UN agency deplores killing of staffer in Sudan's South Kordofan state

WFP food assistance being offloaded from a truck at a distribution site in the South Kordofan capital Kadugli. Photo: WFP/Mohamed Abdalla

5 August 2012 – The United Nations World Food Programme (WFP) on Sunday condemned the killing of one its drivers in a fatal attack in the Sudanese state of South Kordofan, where ongoing conflict continues to hinder efforts to deliver vital humanitarian aid.

Jamal Al Fadil Farag Allah, a 56-year-old Sudanese national, was killed in an armed attack on Saturday near Hilat Yatu, some 80 kilometres north of Kadugli, the capital of South Kordofan state, according to a news release issued by the Rome-based agency.

Jamal, who worked with WFP since 2005, leaves behind a wife and five children. He was driving fellow staff member Saad Yousif when their vehicle was attacked by two unknown assailants. Saad survived and is currently receiving medical attention.

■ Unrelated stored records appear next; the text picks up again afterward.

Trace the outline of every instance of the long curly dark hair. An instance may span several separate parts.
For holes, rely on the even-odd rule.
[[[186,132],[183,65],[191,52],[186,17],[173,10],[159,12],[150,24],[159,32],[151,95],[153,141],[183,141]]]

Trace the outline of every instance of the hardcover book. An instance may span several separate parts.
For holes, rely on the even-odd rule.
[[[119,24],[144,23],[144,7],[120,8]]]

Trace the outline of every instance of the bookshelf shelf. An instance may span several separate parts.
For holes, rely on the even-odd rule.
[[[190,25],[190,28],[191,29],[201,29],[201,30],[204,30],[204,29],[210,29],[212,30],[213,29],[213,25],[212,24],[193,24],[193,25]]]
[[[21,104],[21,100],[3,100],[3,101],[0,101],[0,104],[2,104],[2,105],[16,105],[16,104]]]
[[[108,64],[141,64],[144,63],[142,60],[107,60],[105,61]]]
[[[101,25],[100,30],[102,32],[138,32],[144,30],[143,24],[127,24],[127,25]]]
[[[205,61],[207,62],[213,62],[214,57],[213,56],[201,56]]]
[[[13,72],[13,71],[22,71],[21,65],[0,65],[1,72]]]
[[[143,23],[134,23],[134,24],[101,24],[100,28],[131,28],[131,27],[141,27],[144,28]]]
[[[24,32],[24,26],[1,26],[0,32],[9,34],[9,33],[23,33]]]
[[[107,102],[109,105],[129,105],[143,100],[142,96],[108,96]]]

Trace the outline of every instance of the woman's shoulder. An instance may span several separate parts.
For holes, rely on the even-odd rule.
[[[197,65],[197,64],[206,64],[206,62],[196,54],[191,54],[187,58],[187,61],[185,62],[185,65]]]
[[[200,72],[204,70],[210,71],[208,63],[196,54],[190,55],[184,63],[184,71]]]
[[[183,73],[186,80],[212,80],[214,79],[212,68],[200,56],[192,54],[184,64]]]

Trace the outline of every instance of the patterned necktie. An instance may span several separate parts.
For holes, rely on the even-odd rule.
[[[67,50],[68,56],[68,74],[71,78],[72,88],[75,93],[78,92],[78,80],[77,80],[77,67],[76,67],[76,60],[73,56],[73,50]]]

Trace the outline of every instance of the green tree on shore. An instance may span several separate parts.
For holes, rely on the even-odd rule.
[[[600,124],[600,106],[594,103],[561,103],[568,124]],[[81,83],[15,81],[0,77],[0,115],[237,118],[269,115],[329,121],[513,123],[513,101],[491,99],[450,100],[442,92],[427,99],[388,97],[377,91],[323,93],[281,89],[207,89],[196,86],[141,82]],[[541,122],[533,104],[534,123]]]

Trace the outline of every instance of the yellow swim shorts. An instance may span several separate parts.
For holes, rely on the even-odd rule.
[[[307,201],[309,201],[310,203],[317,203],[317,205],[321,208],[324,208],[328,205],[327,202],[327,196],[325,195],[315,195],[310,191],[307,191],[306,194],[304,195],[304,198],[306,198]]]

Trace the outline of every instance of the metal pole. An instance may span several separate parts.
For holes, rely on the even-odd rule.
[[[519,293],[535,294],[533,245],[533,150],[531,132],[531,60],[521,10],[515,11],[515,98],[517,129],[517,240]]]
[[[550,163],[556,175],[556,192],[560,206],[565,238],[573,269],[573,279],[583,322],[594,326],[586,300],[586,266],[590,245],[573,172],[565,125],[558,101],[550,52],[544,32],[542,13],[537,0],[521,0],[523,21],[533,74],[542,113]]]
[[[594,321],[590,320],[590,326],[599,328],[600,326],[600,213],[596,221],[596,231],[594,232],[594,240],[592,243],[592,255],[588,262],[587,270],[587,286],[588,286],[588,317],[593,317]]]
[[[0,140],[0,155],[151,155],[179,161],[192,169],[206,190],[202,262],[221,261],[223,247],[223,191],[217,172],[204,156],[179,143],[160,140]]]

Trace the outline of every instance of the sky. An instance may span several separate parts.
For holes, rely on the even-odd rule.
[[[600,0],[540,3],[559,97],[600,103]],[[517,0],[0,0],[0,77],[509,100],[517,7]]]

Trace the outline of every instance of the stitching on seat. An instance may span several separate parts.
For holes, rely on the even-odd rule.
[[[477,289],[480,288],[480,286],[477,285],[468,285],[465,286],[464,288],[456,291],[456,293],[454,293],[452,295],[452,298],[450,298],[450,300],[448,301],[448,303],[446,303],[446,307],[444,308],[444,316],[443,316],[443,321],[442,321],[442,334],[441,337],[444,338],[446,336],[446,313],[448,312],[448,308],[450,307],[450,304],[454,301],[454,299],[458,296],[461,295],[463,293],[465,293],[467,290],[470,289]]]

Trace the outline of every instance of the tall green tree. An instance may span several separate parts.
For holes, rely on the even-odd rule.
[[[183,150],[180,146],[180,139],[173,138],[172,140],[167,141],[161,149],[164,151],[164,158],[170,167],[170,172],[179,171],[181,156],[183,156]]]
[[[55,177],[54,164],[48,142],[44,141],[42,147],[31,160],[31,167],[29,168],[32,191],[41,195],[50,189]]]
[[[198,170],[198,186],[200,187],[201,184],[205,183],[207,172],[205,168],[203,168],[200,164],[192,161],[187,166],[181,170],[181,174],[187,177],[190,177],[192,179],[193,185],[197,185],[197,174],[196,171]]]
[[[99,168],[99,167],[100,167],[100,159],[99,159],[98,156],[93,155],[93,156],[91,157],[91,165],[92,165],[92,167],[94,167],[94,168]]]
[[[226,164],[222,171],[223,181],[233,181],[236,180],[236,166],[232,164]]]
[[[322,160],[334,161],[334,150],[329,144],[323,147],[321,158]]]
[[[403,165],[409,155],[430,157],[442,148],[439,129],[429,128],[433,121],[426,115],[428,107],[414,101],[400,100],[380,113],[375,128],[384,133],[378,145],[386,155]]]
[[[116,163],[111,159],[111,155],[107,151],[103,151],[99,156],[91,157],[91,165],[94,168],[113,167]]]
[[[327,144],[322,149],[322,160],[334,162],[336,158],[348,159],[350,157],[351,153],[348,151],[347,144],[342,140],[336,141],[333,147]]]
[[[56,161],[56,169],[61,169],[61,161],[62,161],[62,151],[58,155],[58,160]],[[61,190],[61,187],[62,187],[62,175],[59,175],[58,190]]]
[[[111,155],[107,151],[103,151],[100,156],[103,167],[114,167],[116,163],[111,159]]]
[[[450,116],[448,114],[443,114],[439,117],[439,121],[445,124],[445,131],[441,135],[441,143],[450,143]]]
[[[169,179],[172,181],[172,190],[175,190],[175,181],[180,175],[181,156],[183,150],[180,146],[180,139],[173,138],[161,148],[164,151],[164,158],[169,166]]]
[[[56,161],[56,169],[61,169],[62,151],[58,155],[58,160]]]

“It is unacceptable for humanitarian workers to face attacks while they are working on the frontlines of hunger in countries like Sudan,” said WFP Executive Director Ertharin Cousin.

Sudan remains one of WFP's most challenging and complex operations. In February this year, a convoy of five WFP trucks was hijacked in the Darfur region, while in March, a WFP logistician was abducted in there and was released after 86 days in captivity.

“These UN staff members were dedicated to helping the people of South Kordofan and it is tragic that they have had to risk their lives to do so,” said the UN Resident and Humanitarian Coordinator in Sudan Pamela DeLargy. “Attacks such as this put at jeopardy the humanitarian, recovery and development support so badly needed by the people of South Kordofan. Our heartfelt sympathies are with the family of our dear colleague who was killed in the attack. And we wish our wounded colleague a rapid recovery from his wounds.”

Last Thursday, the WFP sub-office in Kutum, North Darfur, was attacked and looted by a group of armed men.

WFP said that the ongoing conflict in South Kordofan, which began in June 2011, has severely hampered the agency's ability to provide an estimated 500,000 people with much-needed food assistance.